May 25, 2013 | 05:50 PM (BD Time)
25 May, 2013 Saturday
“Women’s diseases” men can get too
It's hard to escape the flagrant gender labeling in our society. Dolls and the color pink are associated with girls, while guys are assigned GI Joes and the "manly" color blue. And the trend doesn't stop at childhood, either. Even the medical industry tends to ascribe certain diseases to men or women, even when both sexes run the risk of developing them. Recently, there's been a successful campaign push to educate women about the dangers of heart disease, a condition previously associated with men only. By the same token, there are quite a few health problems facing guys that warrant attention. Men may be less likely to get these diseases than women are, but that doesn't mean the danger-and the need for preventative measures-isn't there.
All of us are born with breast tissue. Women tend to have more of it, thanks to hormones, which is one reason why their breast cancer rates are higher. But men are at risk, too. In 2009, the American Cancer Society determined that 1,910 men would be diagnosed and 440 would die from invasive breast cancer. The potential causes are similar between men and women-excessive alcohol consumption, obesity, high estrogen levels (in men, this could be the result of Klinefelter's syndrome or cirrhosis), genetic predisposition, and so on. Breast cancer is most common among men aged sixty to seventy.
Doctors used to believe that men were less likely than women to survive breast cancer, but their survival rates are about the same. The National Cancer Institute thinks the mistaken belief was due to men's not being screened for the disease earlier in life (as women are with mammograms), which means their diagnoses often happen at later, and more terminal, cancer stages.
Look at any advertisement for calcium supplements or osteoporosis treatment, and it's obvious who's being targeted-namely, not men. While it's true that women are more prone to weakened bones, the National Osteoporosis Foundation estimates that two million men have it currently, while twelve million more are at risk. Women have smaller frames, which give them less to work with as calcium depletion rises with age. But while women are often tested for bone density around menopause because their hormonal changes make bones more fragile, men aren't until something major happens, like a fracture.

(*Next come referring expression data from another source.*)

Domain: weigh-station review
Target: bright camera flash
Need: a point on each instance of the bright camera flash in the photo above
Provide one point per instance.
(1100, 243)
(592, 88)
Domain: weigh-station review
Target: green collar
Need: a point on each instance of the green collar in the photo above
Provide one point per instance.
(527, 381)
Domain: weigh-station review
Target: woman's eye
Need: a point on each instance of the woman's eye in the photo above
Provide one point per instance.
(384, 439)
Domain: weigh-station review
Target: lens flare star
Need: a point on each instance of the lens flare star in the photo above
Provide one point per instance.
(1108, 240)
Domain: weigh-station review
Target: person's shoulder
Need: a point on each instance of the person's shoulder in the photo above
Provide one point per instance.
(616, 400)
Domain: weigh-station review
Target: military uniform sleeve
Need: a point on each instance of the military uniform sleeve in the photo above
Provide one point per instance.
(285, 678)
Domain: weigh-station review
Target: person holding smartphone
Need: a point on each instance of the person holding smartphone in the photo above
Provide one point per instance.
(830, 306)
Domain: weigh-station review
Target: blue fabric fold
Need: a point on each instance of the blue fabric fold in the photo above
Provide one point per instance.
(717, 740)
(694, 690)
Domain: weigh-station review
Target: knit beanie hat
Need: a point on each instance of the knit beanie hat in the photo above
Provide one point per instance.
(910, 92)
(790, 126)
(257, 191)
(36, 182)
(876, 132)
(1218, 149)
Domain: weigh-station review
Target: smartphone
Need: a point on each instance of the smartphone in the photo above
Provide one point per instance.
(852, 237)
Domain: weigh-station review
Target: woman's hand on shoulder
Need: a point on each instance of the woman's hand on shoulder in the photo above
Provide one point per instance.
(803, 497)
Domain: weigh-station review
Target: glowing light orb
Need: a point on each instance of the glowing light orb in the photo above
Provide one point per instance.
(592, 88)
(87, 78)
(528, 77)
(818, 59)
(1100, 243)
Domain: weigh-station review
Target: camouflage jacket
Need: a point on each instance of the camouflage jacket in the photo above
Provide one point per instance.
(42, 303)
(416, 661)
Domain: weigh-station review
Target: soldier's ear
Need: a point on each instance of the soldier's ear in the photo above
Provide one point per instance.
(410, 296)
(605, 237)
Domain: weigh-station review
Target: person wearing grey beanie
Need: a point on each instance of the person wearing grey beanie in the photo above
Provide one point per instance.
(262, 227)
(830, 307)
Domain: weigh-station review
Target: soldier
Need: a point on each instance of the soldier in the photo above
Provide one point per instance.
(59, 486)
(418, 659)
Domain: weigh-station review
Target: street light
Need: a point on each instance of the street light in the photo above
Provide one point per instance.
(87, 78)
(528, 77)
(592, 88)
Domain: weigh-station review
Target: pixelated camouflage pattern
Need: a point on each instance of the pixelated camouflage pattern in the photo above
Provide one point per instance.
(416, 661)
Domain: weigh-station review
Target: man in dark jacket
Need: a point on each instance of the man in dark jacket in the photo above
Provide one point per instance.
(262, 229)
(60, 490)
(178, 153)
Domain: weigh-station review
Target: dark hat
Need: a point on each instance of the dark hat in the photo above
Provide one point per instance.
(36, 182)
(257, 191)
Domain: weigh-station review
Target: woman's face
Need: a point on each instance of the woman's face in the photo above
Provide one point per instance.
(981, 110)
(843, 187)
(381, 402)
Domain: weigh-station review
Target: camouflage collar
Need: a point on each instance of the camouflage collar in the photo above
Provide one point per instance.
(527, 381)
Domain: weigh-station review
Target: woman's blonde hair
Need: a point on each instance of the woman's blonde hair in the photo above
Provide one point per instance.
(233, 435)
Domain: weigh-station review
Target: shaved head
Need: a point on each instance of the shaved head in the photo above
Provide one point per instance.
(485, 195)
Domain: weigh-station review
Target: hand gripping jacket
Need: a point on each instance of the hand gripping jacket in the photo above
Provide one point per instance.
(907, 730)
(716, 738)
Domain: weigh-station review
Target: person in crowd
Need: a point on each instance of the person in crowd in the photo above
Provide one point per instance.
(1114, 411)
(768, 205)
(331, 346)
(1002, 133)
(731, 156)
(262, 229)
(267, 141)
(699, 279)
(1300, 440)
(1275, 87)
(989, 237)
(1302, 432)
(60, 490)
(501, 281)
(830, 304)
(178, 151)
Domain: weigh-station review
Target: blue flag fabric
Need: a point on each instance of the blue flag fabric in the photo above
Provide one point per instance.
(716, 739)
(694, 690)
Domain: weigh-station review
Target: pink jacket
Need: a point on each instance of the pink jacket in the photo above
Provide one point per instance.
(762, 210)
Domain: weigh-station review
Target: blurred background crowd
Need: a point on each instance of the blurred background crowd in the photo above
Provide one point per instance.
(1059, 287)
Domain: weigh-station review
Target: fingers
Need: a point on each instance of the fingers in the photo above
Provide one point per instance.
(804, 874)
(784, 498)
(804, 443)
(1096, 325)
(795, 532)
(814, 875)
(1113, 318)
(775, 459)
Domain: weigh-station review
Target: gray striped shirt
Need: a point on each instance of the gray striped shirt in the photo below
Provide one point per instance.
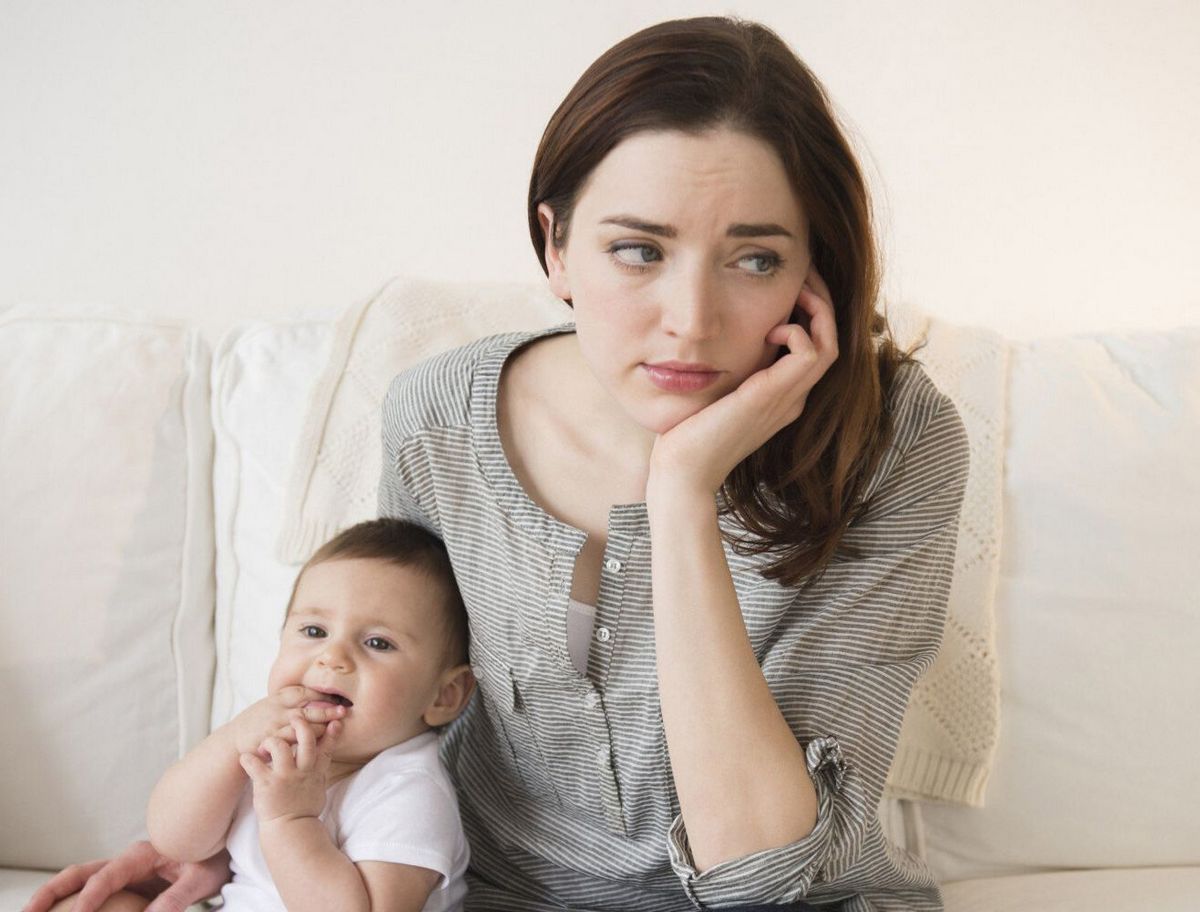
(563, 778)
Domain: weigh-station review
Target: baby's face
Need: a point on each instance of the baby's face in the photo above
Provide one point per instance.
(371, 635)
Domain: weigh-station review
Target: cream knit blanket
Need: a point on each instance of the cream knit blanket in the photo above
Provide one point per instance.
(951, 730)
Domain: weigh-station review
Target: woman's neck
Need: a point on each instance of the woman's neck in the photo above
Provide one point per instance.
(585, 406)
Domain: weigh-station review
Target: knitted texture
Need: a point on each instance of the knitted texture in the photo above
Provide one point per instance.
(335, 471)
(949, 732)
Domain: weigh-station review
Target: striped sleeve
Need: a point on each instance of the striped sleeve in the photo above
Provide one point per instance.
(852, 646)
(421, 402)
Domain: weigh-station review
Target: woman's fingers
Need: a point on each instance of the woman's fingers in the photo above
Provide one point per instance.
(196, 882)
(822, 324)
(139, 862)
(63, 885)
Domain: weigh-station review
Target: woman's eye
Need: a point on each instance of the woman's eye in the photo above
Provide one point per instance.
(635, 256)
(762, 264)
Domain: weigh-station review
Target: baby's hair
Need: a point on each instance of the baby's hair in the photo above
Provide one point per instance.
(405, 544)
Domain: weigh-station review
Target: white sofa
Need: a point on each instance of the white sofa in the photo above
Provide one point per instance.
(142, 483)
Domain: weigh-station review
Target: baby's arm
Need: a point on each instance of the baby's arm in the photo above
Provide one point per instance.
(309, 870)
(193, 804)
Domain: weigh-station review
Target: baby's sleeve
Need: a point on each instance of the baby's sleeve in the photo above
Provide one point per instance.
(406, 819)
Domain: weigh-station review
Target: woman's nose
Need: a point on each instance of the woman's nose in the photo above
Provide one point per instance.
(691, 306)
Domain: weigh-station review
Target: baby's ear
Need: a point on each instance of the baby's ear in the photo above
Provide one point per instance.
(454, 693)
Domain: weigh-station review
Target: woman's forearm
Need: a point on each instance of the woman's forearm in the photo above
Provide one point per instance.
(725, 733)
(193, 804)
(309, 870)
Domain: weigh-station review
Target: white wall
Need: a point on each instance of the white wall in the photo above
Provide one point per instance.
(221, 161)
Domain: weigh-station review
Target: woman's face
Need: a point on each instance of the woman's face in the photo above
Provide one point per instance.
(683, 252)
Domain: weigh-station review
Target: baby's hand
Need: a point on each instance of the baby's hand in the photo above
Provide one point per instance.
(271, 718)
(292, 786)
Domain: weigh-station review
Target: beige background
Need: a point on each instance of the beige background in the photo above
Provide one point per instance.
(216, 161)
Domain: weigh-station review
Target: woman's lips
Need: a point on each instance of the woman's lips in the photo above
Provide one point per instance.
(679, 377)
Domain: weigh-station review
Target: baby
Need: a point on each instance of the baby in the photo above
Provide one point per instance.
(329, 792)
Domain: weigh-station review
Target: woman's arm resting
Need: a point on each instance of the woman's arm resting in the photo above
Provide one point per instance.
(721, 723)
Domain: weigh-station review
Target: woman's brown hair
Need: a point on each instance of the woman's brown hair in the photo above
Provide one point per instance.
(796, 495)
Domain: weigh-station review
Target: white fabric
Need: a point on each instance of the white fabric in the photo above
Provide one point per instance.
(951, 731)
(952, 726)
(1099, 616)
(106, 563)
(262, 378)
(1131, 889)
(335, 474)
(580, 619)
(400, 808)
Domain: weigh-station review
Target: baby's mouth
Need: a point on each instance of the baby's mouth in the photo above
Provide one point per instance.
(336, 699)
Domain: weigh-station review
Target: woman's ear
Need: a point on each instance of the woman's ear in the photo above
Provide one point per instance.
(454, 693)
(556, 265)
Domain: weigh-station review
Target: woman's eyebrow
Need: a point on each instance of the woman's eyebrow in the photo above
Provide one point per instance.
(739, 229)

Men die more from hip fractures than women (31 percent, compared with 17 percent), partly because their fractures tend to happen later in life, and partly because the disease progresses unchecked so for long, severely damaging their frames. According to the National Institute of Arthritis and Musculoskeletal and Skin Diseases, 6 percent of men will have hip fractures by age fifty. Age isn't the only trigger, though. Lifestyle habits like smoking, drinking too much alcohol, and getting little to no exercise, as well as certain medications (for example, those that contain steroids, like asthma medication), ethnicity, and family history, are all possible risk factors.
3. Bladder Infections
About 20 percent of women will get at least one bladder infection at some point, while men's chances start out lower and increase with age. While women's shorter urethras might be the reason they get infections more often (less distance for bacteria to travel), the fact that men's prostates get bigger as they age is a common culprit. Anything that blocks urine flow and therefore keeps bacteria inside to multiply, rather than flushing them out-including enlarged prostates, kidney stones, and narrowed urethras-can lead to an infection. Symptoms of bladder infections are about the same for men and women but vary individually-frequent need to pee, pelvic pain, lower-back pain, blood in urine, and a burning feeling.
4. Thyroid Problems
Within our throats lie thyroid glands that produce hormones essential for normal metabolic and organ functions. As time goes on, nodules can grow on these glands and potentially affect hormone production, triggering either too little (hypothyroidism, the most common kind) or too much (hyperthyroidism); about 10 percent of them are cancerous. Only 5 percent of men in the United States experience these conditions, compared with 10 percent of women, but the consequences-weight gain, lethargy, and depression for hypothyroidism, versus rapid weight loss, rapid heartbeat, and increased anxiety for hyperthyroidism-are equally scary.
If you have an autoimmune disorder, you're more likely to have thyroid problems. People over sixty, diabetes or rheumatoid arthritis sufferers, and those with a family history of these issues are also higher-risk.
As a whole, women are treated for depression more often than men are, but does that mean they're more depressed, or that they're more targeted for treatment? What we think of as common symptoms, like overwhelming sadness, aren't always experienced across genders. Depressed men tend to show anger and frustration, get easily fatigued and discouraged, try to escape their problems (either by focusing too much on work or by developing dangerous drug and/or alcohol habits), and experience more physical pain than usual. They're less likely than women to seek help, perhaps because there's more social pressure on them to be stronger, both emotionally and physically.
However, by giving in to societal expectations, countless seriously depressed men are going undiagnosed. The Mayo Clinic's Web site states that women attempt suicide more, but more men die from suicide attempts overall.